According to statistics from the wedding website theknot.com, an individual spends an average of $1,532 on just one bachelor, between partying, travel and lodging. As for bachelorette parties, that number is $1,106.
We will put some much-deserved emphasis on travel and lodging. According to the same statistics, when talking about travel and lodging cost, the average cost goes down to $738 and $472, respectively.
Thus, the more local the party festivities, the cheaper it was for everyone. As one can clearly see, travel and lodging contributes to over half the cost in both cases.
Despite how much more money spent with travel and lodge, that may not be enough to stop some from spending that extra money. Actually, it may not stop many, which is why this article needs to be written in the first place.
A story on cnbc.com mentions that the average American goes to about three weddings per year. After crunching some numbers, attending just three bachelor/rette parties would set one back about $4,596/$3,318.
Just looking at those figures can legitimately make anyone pretty fearful of bachelor parties. Bank accounts will take a huge hit, not to mention college loan debt, children, or any other expenses.
Many other articles also discussed this topic using a number-crunching example of attending nine pre-wedding blowouts per year.
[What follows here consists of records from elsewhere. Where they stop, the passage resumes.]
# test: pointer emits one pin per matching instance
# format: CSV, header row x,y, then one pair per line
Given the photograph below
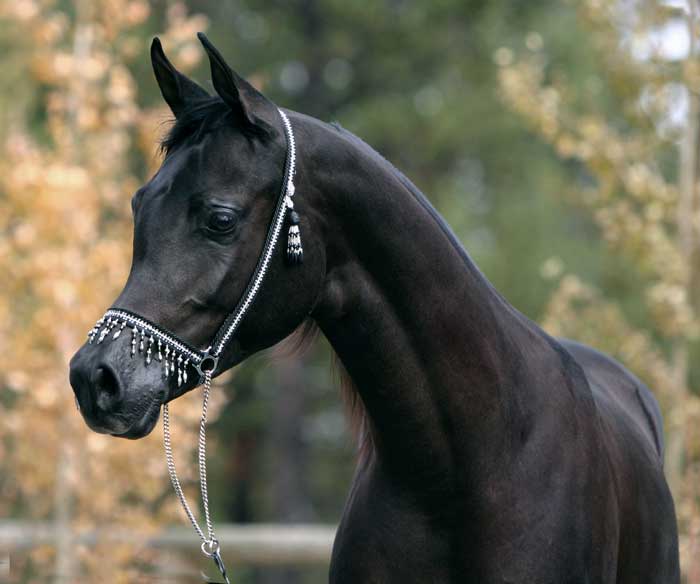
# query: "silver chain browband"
x,y
176,355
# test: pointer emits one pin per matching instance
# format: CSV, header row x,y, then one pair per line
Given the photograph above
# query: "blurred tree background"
x,y
559,138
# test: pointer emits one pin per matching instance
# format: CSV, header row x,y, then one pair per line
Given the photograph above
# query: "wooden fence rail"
x,y
258,544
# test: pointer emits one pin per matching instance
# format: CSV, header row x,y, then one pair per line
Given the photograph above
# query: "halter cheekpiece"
x,y
179,357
Multiply $1,532/$1,106 by nine, and one finds themselves throwing back around $13,788/$9,954 per year.
It is clear as day that will affect one’s home-buying ability.
Staying on the topic of weddings and budgets, bachelor and bachelorette parties are not the only thing one can be dropping a ton of dough on.
Statistics report that the average amount of money spent by those who are in the wedding is around $1,154. Those who are just guests still spend an average of $888. Most of these expenses go toward attire, gifts and travel. So, what is the point this study is trying to make?
Basically, everyone has a choice to make between budgeting or going to bachelor/rette parties. Or, perhaps, millennials are the worst and do not have their financial priorities straight? Perhaps both.
Statistics on to moneyish.com say that 60 percent of millennials spend more than $4 on a cup of coffee (basically, “60 percent of millennials go to Starbucks”). 60 percent also spend money on clothes they do not need, which is a terrific way to waste money and build up credit card debt.
The same article also goes out of its way to mention that these numbers were far lower for generation Xers and baby boomers, coming in at 29 percent and 15 percent.
It is safe to say they deserve a massive round of applause for their hard work and effort.
Well, at least, it seems like they think so.
As for millennials, the overall take away from this study is to prioritize their finances and decide how important things, such as buying a house, are to them. Of course, there is nothing wrong with choosing to live with parents for who knows how long, emptying one’s bank account overpaying for coffee and going all out at bachelor/rette parties.
At the end of the day, this is very much like choosing between McDonald’s and Burger King; it comes down to personal preference.